October 9, 2014 at 5:00 AM

Ms. Moore goes to Washington: Two Seattle teachers teach pols

Kristen Le, a kindergarten teacher in Seattle, speaks on Capitol Hill in Washington, D.C. Courtesy Seattle Teacher Residency.

Kristen Le, a kindergarten teacher in Seattle, speaks on Capitol Hill in Washington, D.C. At left is Rachelle Moore, a first-grade teacher at Madrona K-8. Photo courtesy Seattle Teacher Residency.

As they learn students’ names, allergies and bus schedules during the first weeks of school, addressing Congressional staffers in Washington, D.C., is surely the last thing on the mind of most teachers.

But that’s exactly where two Seattle educators  Kristen Le and Rachelle Moore  were on Tuesday, invited to share their experiences with representatives of Sen. Patty Murray, Rep. David Reichert and a slew of other politicians interested in better preparing educators for the classroom.
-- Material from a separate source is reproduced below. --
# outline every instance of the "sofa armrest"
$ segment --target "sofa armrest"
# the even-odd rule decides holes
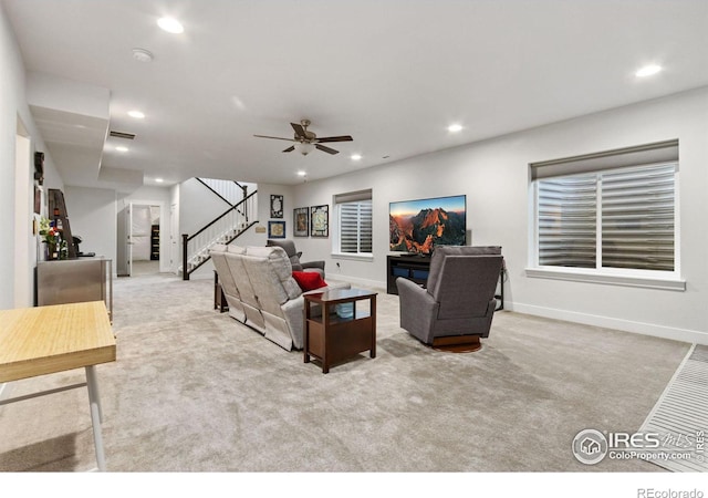
[[[433,343],[433,324],[440,304],[427,290],[405,278],[396,279],[400,302],[400,328],[407,330],[426,344]]]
Teacher training, or the lack of it, looms large in the public conversation about problems in public education. Seattle has attempted to address this with an apprenticeship program, the Seattle Teacher Residency, aimed at preparing educators in ways similar to young physicians-in-training. Those accepted into the intensive, year-long program receive a University of Washington masters degree and, often, a job with Seattle Public Schools.

Moore, 27, had nothing like that when she began teaching first-graders at Madrona K-8 five years ago. Since then, all four educators who started there with her have left, and two quit the profession altogether.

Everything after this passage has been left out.